During the 2004 presidential election perhaps the most scandalous of these arose as an issue in the campaign, stem-cell research. In August 2001, Bush issued an executive order banning federal funding for such research involving fertilized cells created after 2001. This severely inhibited research which had indeed proved promising. Bush claimed to have issued his order for "moral reasons," but all the moral reasons seem to support the research.

The fertilized cells in question are left over and frozen in fertility clinics, in fact doubly doomed because frozen and with a finite shelf-life, and also because a fertilized cell will not develop unless implanted in a woman. Instead of wasting them, why not use them to, it seems possible, treat an entire array of dreadful diseases? One opponent of the research put the objection crisply: such cells "must not be destroyed no matter how noble the cause." It seemed clear that Bush's objection to the research was driven by his Evangelical base, indefensible as his position was.

Other Bush-inspired policies with severe implications for public health began to form a list as long as your arm. In fact, despite their potentiality for real harm, they possess a comical sort of zaniness. As reported in The Washington Post, they include:

* Information about safe sex was removed from the Centers for Disease Control Web site.

* The scandal that the FDA's Center for Drug Evaluation and Research prohibited over-the-counter sale of a "morning after" contraceptive as encouraging promiscuity and thus spreading disease -- clearly outside the mandate of the FDA. The New England Journal of Medicine described this as a political decision, which of course it was.

* The fact that the Bush administration has devoted millions to faith-based organizations promoting abstinence, but in doing so telling flagrant lies: that condoms fail to prevent HIV 31 percent of the time during heterosexual intercourse (3 percent is accurate); that abortion leads to sterility (elective abortion does not); that touching a person's genitals can cause pregnancy; that HIV can be spread through sweat and tears; that a 43-day-old fetus is a "thinking person"; and that half of gay teenagers have AIDS. Some grants for faith-based programs stipulate that condoms be discussed only in connection with their failure.

You would think that such Halloween science would be impossible in federally funded programs. Isn't bearing false witness prohibited by the Ten Commandments? But, as we see, Evangelicals make up their own scripture.

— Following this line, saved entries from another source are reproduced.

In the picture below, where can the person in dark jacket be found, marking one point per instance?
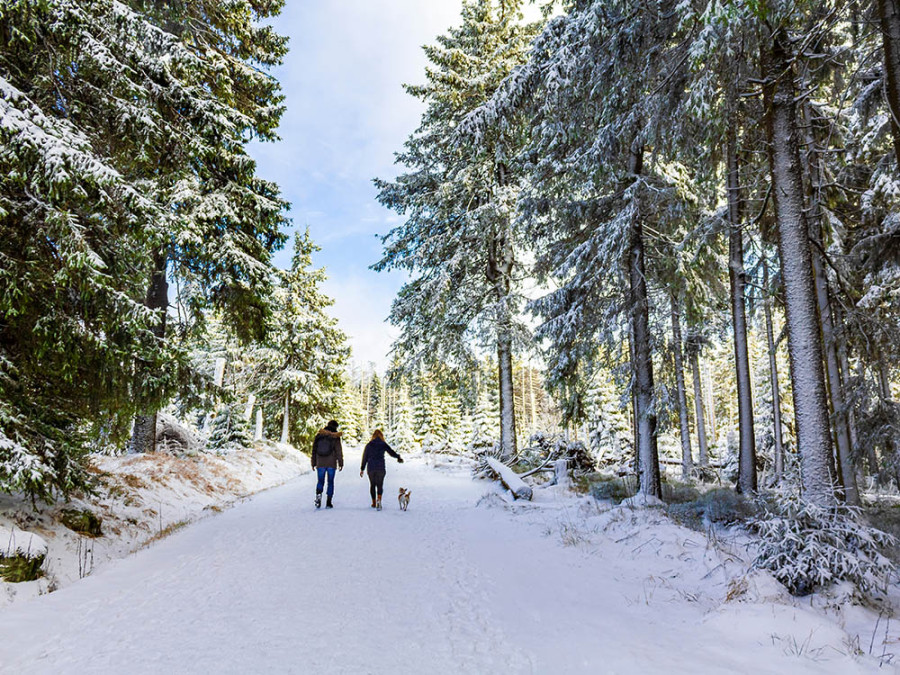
(373, 458)
(327, 457)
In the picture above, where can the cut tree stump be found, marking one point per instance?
(510, 479)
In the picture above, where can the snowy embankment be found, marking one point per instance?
(140, 498)
(466, 581)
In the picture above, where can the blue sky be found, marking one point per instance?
(346, 116)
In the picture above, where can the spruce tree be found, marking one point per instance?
(459, 240)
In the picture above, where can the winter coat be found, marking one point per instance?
(328, 442)
(373, 456)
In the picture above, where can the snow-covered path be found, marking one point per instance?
(273, 586)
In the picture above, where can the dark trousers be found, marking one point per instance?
(376, 483)
(325, 471)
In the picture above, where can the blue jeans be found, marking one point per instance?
(325, 471)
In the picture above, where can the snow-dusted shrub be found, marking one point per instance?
(21, 555)
(82, 521)
(722, 506)
(581, 460)
(229, 429)
(807, 546)
(482, 469)
(615, 489)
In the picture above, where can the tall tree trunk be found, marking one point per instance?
(143, 435)
(846, 470)
(645, 413)
(747, 453)
(699, 412)
(709, 403)
(501, 261)
(635, 439)
(531, 395)
(889, 14)
(773, 377)
(804, 338)
(507, 406)
(286, 421)
(687, 461)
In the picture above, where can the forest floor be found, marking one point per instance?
(463, 582)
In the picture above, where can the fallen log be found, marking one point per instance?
(510, 479)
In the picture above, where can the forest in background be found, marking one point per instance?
(636, 234)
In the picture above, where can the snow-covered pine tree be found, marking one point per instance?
(297, 372)
(224, 220)
(401, 435)
(459, 239)
(597, 92)
(82, 86)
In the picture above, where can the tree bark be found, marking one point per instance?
(889, 14)
(645, 413)
(285, 423)
(507, 406)
(773, 376)
(143, 435)
(846, 470)
(687, 461)
(747, 453)
(699, 412)
(500, 264)
(804, 338)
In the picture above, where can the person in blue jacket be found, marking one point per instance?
(373, 459)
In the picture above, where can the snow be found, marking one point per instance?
(140, 498)
(464, 582)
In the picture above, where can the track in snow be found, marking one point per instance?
(274, 586)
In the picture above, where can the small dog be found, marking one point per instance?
(403, 498)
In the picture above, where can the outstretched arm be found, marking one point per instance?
(393, 454)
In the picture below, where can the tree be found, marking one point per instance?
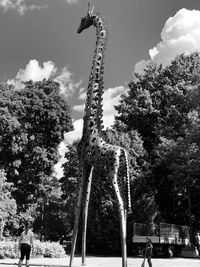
(7, 203)
(159, 101)
(33, 122)
(163, 106)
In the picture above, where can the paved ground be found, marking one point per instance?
(109, 262)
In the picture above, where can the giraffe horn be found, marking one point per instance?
(92, 10)
(88, 8)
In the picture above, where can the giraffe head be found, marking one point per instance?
(86, 21)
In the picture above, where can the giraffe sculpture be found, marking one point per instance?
(93, 151)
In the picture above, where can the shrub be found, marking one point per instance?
(9, 249)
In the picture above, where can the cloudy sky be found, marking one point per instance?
(39, 40)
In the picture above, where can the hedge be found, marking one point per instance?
(9, 249)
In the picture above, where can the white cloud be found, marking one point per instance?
(20, 6)
(67, 85)
(111, 98)
(58, 169)
(72, 1)
(181, 34)
(33, 71)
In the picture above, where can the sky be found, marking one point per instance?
(39, 40)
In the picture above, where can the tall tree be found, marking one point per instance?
(33, 122)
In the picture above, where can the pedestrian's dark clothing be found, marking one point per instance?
(149, 252)
(25, 251)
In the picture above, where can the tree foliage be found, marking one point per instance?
(163, 106)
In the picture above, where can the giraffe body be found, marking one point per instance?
(93, 151)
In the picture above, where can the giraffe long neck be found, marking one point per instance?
(93, 107)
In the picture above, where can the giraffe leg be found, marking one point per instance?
(86, 197)
(122, 216)
(76, 222)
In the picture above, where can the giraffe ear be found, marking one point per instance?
(88, 8)
(92, 10)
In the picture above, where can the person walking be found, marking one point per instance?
(25, 244)
(149, 251)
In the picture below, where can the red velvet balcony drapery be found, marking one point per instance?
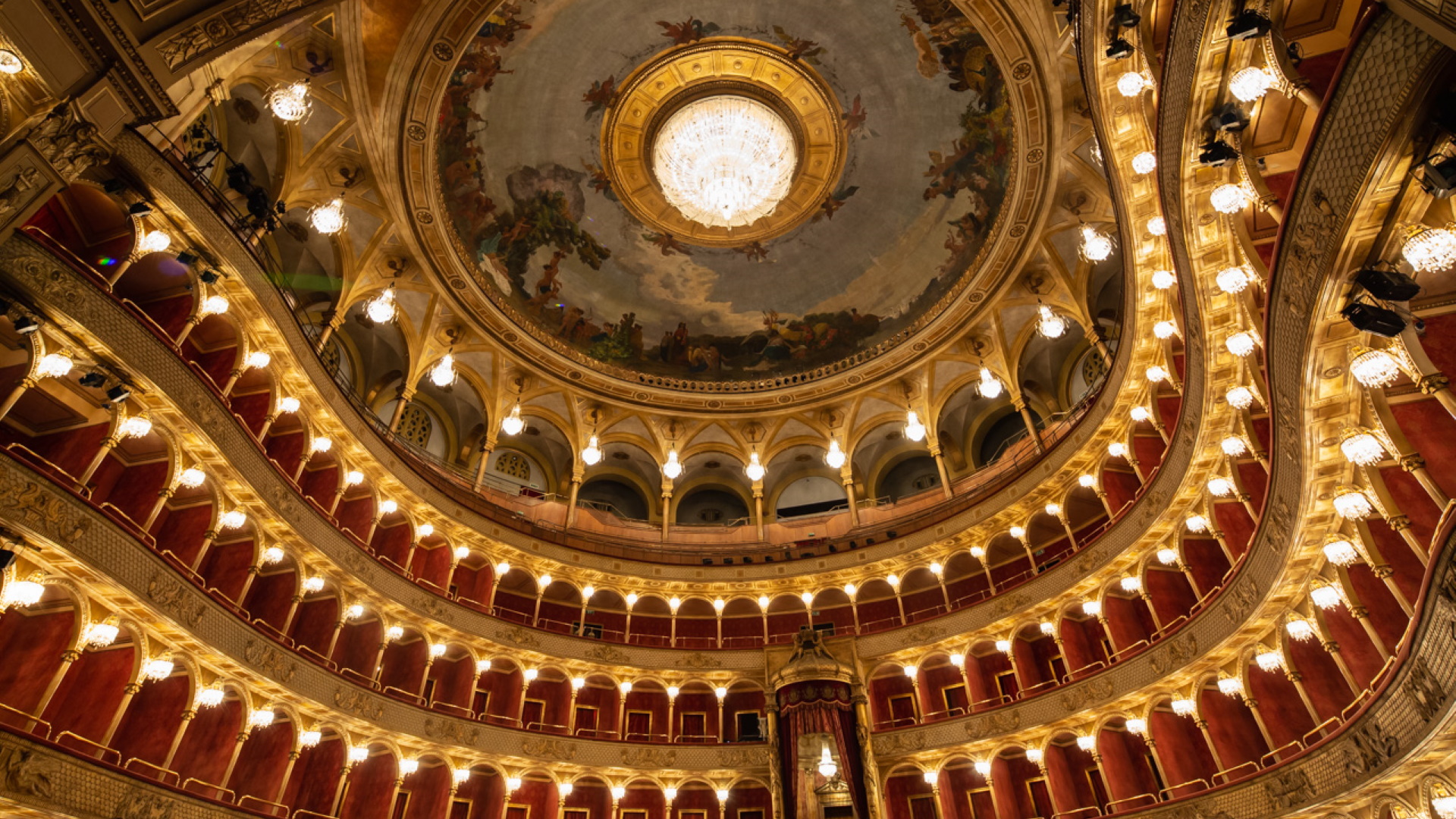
(810, 708)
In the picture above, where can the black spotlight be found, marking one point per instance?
(1248, 24)
(1119, 49)
(1216, 153)
(1228, 117)
(1388, 284)
(1439, 178)
(1369, 318)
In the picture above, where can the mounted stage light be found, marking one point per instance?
(1216, 153)
(1119, 49)
(1248, 24)
(1372, 318)
(1388, 284)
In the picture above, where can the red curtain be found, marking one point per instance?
(819, 707)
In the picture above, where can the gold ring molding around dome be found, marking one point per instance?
(711, 67)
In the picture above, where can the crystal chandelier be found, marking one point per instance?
(1228, 199)
(1250, 83)
(1131, 83)
(290, 102)
(1095, 245)
(1430, 249)
(381, 308)
(1049, 324)
(328, 218)
(1234, 279)
(1360, 447)
(724, 161)
(1373, 368)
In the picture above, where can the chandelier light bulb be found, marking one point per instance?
(915, 430)
(20, 594)
(1239, 397)
(55, 365)
(1231, 686)
(1234, 279)
(1362, 447)
(1351, 503)
(1430, 249)
(724, 161)
(210, 697)
(1241, 343)
(1049, 324)
(136, 428)
(102, 634)
(1250, 83)
(835, 458)
(328, 218)
(1270, 661)
(215, 306)
(755, 468)
(1299, 629)
(155, 242)
(1234, 447)
(290, 102)
(158, 670)
(443, 372)
(1229, 199)
(513, 423)
(1220, 487)
(592, 455)
(1327, 596)
(381, 308)
(1340, 551)
(1373, 368)
(1095, 245)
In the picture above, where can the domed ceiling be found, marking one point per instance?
(871, 246)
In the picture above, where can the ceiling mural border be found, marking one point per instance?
(1014, 237)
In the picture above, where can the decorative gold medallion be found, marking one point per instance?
(728, 67)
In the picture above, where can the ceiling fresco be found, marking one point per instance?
(929, 139)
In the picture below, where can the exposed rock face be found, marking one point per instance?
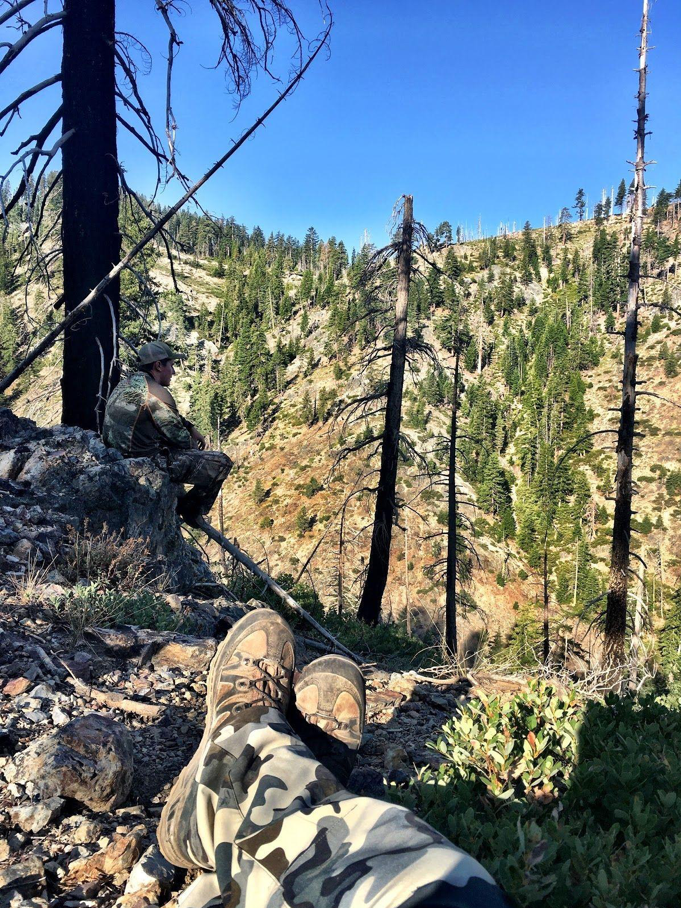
(62, 476)
(90, 760)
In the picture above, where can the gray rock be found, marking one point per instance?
(152, 870)
(395, 757)
(43, 692)
(85, 482)
(34, 817)
(58, 716)
(87, 830)
(26, 878)
(90, 760)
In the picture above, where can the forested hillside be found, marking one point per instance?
(286, 370)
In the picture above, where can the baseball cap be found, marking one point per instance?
(154, 351)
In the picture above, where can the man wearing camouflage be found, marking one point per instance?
(142, 420)
(268, 817)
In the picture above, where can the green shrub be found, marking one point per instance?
(569, 804)
(93, 605)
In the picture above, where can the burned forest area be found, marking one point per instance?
(455, 462)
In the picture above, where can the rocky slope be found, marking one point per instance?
(293, 462)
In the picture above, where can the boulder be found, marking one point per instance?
(34, 817)
(118, 857)
(26, 879)
(89, 759)
(65, 476)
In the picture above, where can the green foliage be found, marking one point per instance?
(9, 338)
(669, 648)
(311, 487)
(568, 804)
(304, 521)
(259, 493)
(387, 643)
(93, 605)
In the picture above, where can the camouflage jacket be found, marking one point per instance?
(141, 419)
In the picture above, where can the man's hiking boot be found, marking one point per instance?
(330, 709)
(253, 667)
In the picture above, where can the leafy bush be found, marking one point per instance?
(567, 803)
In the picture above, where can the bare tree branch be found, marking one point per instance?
(25, 95)
(43, 25)
(77, 312)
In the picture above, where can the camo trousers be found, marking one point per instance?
(204, 470)
(280, 830)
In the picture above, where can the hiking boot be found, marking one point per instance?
(253, 667)
(330, 705)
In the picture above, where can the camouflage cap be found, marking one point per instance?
(154, 351)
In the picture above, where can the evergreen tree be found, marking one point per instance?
(9, 338)
(621, 195)
(580, 204)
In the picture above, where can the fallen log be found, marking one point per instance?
(248, 563)
(115, 700)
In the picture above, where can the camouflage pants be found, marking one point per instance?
(280, 830)
(204, 470)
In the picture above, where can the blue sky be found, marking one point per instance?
(490, 110)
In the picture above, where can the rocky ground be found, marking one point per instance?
(97, 721)
(95, 730)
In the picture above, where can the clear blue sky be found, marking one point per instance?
(490, 109)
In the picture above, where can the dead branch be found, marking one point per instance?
(242, 558)
(25, 95)
(115, 700)
(14, 8)
(80, 309)
(33, 154)
(42, 25)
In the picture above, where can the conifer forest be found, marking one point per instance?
(459, 453)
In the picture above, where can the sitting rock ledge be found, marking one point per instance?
(52, 479)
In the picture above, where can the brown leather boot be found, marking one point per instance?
(330, 704)
(252, 667)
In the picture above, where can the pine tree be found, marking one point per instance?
(580, 204)
(621, 195)
(9, 338)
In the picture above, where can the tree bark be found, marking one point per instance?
(616, 613)
(379, 557)
(451, 639)
(90, 235)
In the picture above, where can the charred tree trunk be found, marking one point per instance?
(616, 614)
(451, 640)
(545, 578)
(379, 558)
(90, 236)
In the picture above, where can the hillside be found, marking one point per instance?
(275, 336)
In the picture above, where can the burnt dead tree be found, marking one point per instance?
(451, 638)
(618, 586)
(100, 91)
(91, 241)
(385, 509)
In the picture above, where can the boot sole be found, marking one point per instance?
(186, 778)
(338, 666)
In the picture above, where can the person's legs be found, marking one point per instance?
(205, 471)
(279, 829)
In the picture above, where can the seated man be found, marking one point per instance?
(142, 420)
(262, 808)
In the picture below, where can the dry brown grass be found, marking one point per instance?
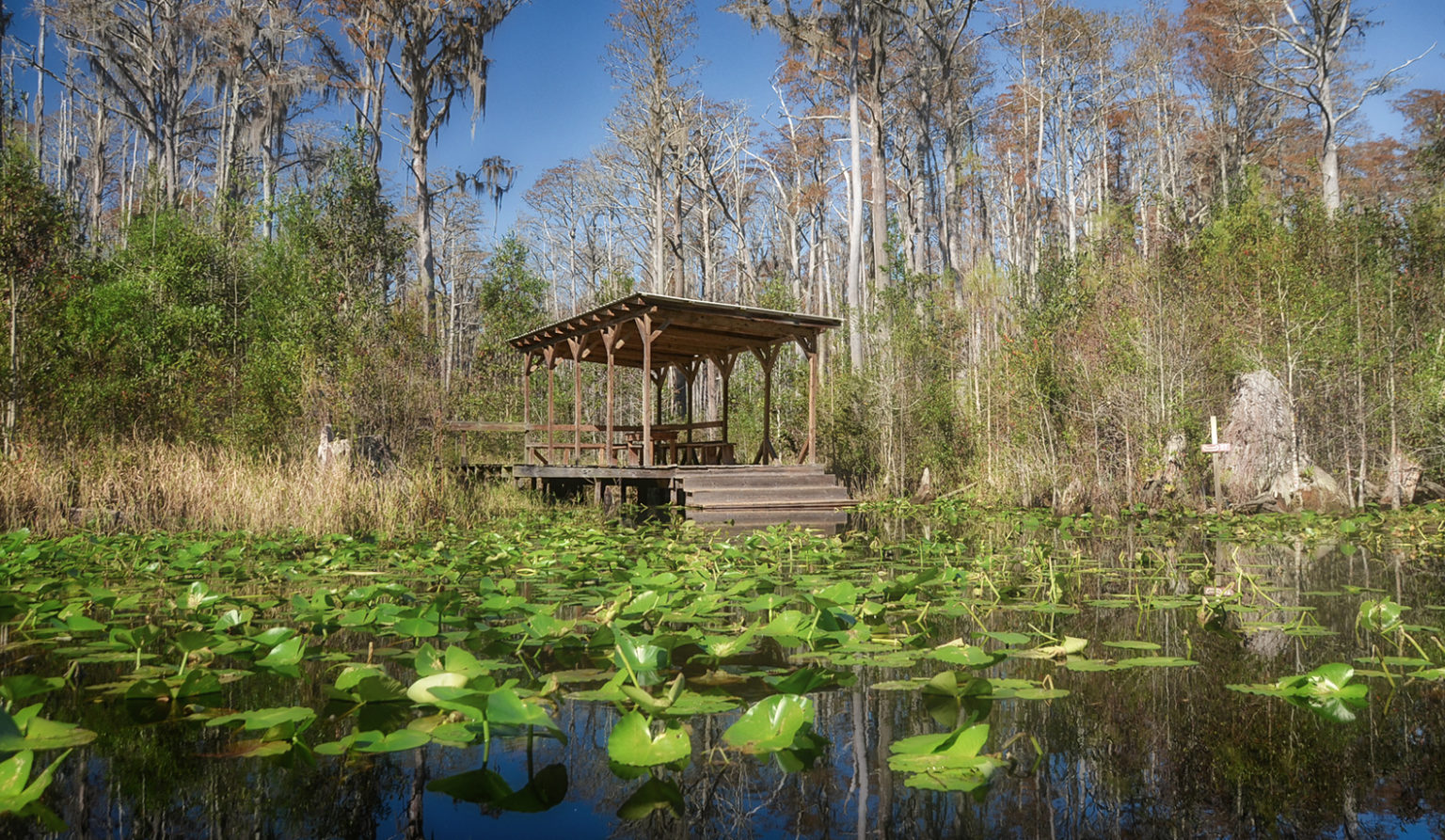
(193, 487)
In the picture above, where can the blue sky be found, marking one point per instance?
(549, 91)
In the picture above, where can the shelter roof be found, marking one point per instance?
(685, 330)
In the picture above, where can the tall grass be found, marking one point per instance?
(194, 487)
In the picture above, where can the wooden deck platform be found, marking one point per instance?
(707, 493)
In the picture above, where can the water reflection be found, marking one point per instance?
(1142, 753)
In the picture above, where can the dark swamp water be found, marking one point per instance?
(1100, 656)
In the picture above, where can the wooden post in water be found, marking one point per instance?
(526, 405)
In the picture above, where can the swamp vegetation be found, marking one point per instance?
(935, 671)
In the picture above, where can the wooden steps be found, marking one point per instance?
(759, 492)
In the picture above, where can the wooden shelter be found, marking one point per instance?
(655, 333)
(694, 463)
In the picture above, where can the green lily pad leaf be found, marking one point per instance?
(632, 742)
(399, 740)
(957, 652)
(19, 794)
(81, 624)
(1006, 638)
(1132, 645)
(507, 708)
(415, 627)
(1382, 616)
(21, 686)
(654, 796)
(264, 719)
(638, 656)
(197, 683)
(1156, 662)
(1326, 691)
(728, 646)
(255, 749)
(1396, 661)
(1067, 646)
(785, 624)
(272, 637)
(805, 680)
(285, 654)
(29, 734)
(765, 602)
(484, 786)
(421, 691)
(770, 723)
(945, 762)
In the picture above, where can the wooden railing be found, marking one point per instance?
(673, 443)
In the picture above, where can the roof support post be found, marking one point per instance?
(610, 346)
(690, 374)
(766, 356)
(549, 357)
(576, 346)
(644, 331)
(526, 404)
(725, 365)
(809, 346)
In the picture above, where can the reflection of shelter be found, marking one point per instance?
(694, 462)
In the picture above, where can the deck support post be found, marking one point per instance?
(549, 357)
(766, 356)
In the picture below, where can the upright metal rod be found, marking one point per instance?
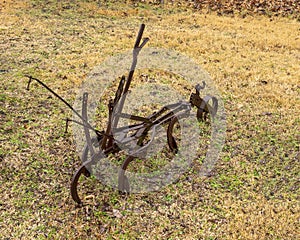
(114, 120)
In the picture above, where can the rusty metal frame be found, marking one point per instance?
(168, 115)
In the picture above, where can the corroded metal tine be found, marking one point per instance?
(59, 97)
(86, 130)
(120, 90)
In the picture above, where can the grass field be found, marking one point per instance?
(252, 193)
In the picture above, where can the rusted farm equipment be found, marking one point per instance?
(139, 132)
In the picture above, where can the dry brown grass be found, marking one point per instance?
(254, 62)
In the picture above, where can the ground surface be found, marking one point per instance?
(253, 192)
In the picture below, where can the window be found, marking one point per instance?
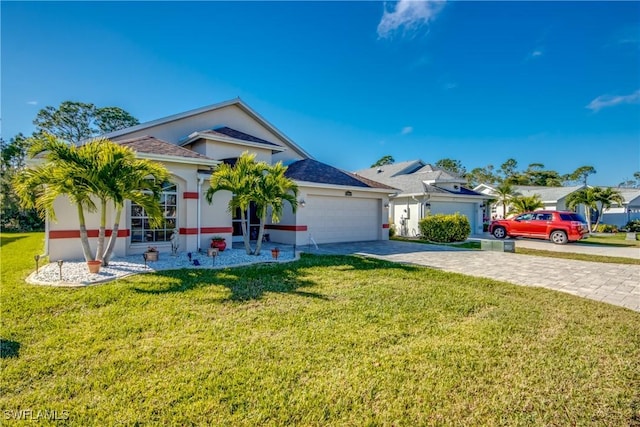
(141, 230)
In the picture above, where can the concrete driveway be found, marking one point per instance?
(616, 284)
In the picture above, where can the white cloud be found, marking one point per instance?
(406, 130)
(604, 101)
(408, 14)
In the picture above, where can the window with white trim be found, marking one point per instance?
(141, 230)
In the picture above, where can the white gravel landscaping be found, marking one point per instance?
(75, 272)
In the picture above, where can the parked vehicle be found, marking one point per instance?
(560, 227)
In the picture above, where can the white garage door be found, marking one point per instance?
(342, 219)
(466, 209)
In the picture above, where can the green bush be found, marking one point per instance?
(443, 228)
(607, 228)
(633, 226)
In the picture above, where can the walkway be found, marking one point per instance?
(616, 284)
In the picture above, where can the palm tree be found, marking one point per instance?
(605, 198)
(521, 204)
(273, 189)
(63, 173)
(100, 170)
(587, 197)
(241, 180)
(504, 193)
(119, 176)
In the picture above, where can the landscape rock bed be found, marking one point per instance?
(75, 272)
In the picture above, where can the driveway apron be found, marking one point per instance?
(617, 284)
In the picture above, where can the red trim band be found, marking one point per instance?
(286, 227)
(75, 234)
(213, 230)
(189, 231)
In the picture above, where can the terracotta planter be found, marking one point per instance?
(94, 266)
(221, 245)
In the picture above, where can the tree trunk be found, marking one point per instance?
(84, 237)
(263, 219)
(245, 234)
(103, 228)
(112, 240)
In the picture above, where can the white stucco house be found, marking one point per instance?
(620, 215)
(334, 205)
(424, 189)
(553, 198)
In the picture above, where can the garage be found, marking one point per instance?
(342, 219)
(448, 208)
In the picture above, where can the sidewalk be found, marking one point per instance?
(581, 248)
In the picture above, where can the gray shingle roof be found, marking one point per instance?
(547, 194)
(314, 171)
(153, 145)
(236, 134)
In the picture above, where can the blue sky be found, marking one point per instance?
(556, 83)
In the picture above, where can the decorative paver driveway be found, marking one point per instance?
(617, 284)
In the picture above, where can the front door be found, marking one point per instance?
(254, 223)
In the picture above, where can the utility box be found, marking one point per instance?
(498, 245)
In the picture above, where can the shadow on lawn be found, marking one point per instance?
(249, 283)
(9, 348)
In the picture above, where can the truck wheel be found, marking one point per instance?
(499, 233)
(559, 237)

And this is the Bush administration.

* Then there was that book the federal bookstore at the Grand Canyon was obliged to carry, maintaining that the Grand Canyon was caused by Noah's Flood. Geology shows that the canyon took millions of years to form by erosion. No problem. Geology is wrong.

The saints, they are marchin' in. H.L. Mencken, where are you when we need you? But some of that represents the comic side of the Bush administration. No one should be laughing about its stem-cell policy. Welcome to Evangelical Land. Today, it's us.

The Making Of The American Conservative Mind: National Review and Its Times

George Will writes in The NYT Book Review:

For more than three decades, [Jeffrey Peter] Hart, an emeritus professor of English at Dartmouth, has been a senior editor of National Review. There he has seen, and helped to referee, conservatism's struggles of self-definition. His book is a gossipy memoir leavened by a quick skimming of 50 years of political history. "I confess," he says, "to a fondness for gossip, which, indeed, is a conservative genre. Gossips do not want to change the world; they want to enjoy it."